Principle:Scikit learn contrib Imbalanced learn Combined Over Under Sampling
| Knowledge Sources | |
|---|---|
| Domains | Machine_Learning, Data_Preprocessing, Imbalanced_Learning |
| Last Updated | 2026-02-09 03:00 GMT |
Overview
A two-stage resampling strategy that first oversamples the minority class with SMOTE, then cleans the resulting data by removing noisy or ambiguous samples using an under-sampling technique.
Description
Combined over-and-under-sampling addresses the noise introduced by SMOTE by applying a cleaning step after oversampling. SMOTE can generate synthetic samples that overlap with majority class instances, creating ambiguous regions. By following SMOTE with a cleaning method such as Edited Nearest Neighbours (ENN) or Tomek Links, these noisy samples are removed.
Two primary variants exist:
- SMOTE + ENN: Removes any sample (from either class) whose class label differs from the majority of its nearest neighbors. This is a more aggressive cleaning approach.

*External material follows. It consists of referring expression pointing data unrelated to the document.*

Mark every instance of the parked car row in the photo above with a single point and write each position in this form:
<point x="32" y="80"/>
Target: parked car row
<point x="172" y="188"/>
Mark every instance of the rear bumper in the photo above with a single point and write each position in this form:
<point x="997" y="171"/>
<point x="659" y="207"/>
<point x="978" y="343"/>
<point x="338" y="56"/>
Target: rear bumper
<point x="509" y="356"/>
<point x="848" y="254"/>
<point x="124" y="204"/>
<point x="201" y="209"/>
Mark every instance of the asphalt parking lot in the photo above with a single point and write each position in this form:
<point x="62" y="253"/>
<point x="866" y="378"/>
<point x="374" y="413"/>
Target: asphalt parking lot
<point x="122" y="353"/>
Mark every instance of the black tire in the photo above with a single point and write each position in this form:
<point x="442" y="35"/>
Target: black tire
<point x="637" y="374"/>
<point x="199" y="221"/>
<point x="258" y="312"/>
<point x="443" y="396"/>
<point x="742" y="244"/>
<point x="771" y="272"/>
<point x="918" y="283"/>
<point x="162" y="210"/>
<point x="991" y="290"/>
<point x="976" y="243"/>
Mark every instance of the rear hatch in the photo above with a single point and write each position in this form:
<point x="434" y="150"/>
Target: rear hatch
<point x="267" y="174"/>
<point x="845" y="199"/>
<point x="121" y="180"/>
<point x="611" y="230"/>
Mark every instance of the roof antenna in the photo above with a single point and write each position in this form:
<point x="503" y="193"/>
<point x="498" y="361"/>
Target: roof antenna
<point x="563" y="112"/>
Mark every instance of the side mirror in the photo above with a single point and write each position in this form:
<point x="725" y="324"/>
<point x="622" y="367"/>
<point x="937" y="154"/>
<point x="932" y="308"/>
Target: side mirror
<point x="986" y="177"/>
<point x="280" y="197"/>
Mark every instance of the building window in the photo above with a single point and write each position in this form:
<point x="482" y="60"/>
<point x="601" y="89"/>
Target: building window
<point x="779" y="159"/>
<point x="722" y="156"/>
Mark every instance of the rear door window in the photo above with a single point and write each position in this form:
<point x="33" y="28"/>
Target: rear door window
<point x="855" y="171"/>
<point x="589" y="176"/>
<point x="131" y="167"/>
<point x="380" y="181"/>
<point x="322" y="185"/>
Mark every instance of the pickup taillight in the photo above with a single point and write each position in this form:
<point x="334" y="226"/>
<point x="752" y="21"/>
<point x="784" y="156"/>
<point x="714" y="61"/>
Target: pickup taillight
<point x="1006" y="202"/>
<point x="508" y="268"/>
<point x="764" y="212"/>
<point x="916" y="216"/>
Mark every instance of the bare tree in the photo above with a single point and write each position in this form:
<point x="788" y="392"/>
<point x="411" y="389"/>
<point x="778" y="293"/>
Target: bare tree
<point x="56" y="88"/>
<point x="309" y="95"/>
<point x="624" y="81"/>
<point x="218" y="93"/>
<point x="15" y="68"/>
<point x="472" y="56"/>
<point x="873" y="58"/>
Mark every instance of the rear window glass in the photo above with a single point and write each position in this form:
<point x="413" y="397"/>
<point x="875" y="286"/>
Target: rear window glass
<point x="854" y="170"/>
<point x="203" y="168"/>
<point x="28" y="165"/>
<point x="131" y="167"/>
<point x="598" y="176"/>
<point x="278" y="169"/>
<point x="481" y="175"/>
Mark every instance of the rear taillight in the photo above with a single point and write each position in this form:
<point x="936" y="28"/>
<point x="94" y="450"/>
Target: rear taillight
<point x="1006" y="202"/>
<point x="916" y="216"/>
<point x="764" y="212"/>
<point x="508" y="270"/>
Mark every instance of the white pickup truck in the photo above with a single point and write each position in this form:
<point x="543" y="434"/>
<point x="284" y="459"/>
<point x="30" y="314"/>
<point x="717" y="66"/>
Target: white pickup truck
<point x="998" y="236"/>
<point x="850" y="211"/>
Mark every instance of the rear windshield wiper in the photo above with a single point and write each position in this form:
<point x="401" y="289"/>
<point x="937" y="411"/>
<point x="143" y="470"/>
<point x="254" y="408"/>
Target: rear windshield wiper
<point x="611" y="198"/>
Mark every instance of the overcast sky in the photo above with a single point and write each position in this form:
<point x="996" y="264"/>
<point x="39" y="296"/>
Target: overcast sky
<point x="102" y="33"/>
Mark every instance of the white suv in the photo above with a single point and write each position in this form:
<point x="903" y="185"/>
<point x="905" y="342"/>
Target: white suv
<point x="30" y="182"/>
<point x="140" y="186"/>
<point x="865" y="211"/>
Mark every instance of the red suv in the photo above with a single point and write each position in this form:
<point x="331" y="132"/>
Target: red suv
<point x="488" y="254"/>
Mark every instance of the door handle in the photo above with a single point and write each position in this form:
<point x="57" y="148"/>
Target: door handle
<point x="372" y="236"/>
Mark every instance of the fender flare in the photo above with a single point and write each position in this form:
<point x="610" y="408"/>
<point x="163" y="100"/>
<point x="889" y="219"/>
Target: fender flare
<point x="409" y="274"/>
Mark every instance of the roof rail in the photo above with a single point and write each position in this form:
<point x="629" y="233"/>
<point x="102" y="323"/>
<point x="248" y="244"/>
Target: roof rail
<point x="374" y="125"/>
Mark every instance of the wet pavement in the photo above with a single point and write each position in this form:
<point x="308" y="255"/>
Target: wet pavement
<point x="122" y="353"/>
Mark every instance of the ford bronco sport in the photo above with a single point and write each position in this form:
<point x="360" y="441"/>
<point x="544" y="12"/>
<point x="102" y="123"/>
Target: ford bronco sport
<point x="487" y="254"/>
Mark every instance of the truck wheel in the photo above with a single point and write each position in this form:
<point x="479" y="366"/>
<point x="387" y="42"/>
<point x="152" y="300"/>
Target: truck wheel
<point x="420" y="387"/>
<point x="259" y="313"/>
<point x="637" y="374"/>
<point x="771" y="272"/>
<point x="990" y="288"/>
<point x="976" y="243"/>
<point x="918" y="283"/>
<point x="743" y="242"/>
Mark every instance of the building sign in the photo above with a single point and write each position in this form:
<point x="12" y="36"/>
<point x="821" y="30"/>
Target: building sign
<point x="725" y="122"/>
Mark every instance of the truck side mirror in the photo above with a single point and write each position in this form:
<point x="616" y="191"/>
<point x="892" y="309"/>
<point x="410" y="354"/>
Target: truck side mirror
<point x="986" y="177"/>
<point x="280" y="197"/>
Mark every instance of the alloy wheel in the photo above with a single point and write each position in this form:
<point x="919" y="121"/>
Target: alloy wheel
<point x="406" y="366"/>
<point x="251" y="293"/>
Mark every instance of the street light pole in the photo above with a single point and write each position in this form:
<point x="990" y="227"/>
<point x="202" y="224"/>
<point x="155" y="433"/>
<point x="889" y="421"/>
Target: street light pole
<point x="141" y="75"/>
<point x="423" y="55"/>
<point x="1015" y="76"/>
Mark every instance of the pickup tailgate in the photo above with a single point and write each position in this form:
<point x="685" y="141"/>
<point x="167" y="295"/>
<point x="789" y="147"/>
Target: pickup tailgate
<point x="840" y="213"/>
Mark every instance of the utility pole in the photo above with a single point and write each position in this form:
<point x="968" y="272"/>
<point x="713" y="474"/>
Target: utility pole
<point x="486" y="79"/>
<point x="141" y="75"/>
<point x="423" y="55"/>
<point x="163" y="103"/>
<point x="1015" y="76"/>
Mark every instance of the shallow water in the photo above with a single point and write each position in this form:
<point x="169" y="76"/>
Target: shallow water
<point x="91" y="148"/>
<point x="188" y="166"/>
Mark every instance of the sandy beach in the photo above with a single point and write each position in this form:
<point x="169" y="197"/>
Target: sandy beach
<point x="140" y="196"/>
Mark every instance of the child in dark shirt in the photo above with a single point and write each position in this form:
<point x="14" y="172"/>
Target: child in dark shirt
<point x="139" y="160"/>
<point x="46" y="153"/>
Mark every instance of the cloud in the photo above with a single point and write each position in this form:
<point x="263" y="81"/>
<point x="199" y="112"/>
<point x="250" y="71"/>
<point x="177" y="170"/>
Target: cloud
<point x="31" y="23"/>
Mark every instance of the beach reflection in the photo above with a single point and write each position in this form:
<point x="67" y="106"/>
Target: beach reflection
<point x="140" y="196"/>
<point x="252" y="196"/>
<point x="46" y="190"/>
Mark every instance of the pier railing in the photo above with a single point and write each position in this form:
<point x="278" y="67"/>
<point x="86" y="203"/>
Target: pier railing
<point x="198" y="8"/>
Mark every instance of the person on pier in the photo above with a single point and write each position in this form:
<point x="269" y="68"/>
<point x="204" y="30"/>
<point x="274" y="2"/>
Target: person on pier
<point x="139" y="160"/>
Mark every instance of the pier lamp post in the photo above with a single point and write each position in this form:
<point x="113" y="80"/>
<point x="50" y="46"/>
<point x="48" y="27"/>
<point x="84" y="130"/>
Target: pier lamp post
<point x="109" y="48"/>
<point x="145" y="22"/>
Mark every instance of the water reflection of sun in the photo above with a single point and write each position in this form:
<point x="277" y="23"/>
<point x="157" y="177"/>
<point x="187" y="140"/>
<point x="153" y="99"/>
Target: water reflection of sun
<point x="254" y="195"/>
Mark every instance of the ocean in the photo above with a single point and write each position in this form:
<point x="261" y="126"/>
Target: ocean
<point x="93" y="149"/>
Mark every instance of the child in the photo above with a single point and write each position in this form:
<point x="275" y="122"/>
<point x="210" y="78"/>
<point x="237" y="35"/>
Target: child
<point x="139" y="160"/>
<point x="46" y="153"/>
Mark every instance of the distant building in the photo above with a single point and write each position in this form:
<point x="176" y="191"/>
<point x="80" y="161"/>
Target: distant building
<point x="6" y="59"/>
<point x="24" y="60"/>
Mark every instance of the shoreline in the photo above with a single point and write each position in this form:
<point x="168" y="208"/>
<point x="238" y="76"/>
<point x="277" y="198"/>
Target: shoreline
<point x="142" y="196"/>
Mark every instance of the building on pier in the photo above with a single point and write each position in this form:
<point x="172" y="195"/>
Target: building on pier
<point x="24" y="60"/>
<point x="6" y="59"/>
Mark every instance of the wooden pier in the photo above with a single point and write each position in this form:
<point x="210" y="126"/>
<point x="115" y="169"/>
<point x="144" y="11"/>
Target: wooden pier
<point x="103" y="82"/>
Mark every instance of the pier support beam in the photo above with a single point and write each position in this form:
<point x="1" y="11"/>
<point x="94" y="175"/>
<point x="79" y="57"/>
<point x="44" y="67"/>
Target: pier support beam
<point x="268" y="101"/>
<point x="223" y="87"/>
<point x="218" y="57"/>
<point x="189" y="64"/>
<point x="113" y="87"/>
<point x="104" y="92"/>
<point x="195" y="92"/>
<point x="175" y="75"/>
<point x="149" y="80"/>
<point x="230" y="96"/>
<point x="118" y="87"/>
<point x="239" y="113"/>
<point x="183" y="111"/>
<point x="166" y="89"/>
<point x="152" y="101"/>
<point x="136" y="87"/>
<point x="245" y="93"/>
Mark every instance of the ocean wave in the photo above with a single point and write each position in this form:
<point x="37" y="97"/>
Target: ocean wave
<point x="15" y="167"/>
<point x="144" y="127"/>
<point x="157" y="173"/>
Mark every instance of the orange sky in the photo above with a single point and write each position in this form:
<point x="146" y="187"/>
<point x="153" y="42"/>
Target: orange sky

- SMOTE + Tomek Links: Removes only Tomek link pairs (nearest-neighbor pairs from different classes), which is a gentler cleaning approach that removes borderline ambiguity.
Usage
Use this principle when:
- SMOTE alone introduces too much noise near the decision boundary
- Cleaner class boundaries are needed after oversampling
- A balance between oversampling and noise reduction is desired
- SMOTE+ENN for aggressive cleaning; SMOTE+Tomek for conservative cleaning
Theoretical Basis
Stage 1: Apply SMOTE to oversample the minority class.
Stage 2: Apply a cleaning rule:
- ENN cleaning: For each sample, find its k nearest neighbors. If the sample's class differs from the majority class of its neighbors, remove it.
- Tomek Links: For each pair of nearest neighbors from different classes, remove one or both to clean the boundary.
# Abstract combined resampling (NOT real implementation)
# Stage 1: Oversample
X_over, y_over = SMOTE().fit_resample(X, y)
# Stage 2: Clean
# ENN variant - remove misclassified by neighbors
for sample in X_over:
neighbors = k_nearest_neighbors(sample, k=3)
if majority_class(neighbors) != class(sample):
remove(sample)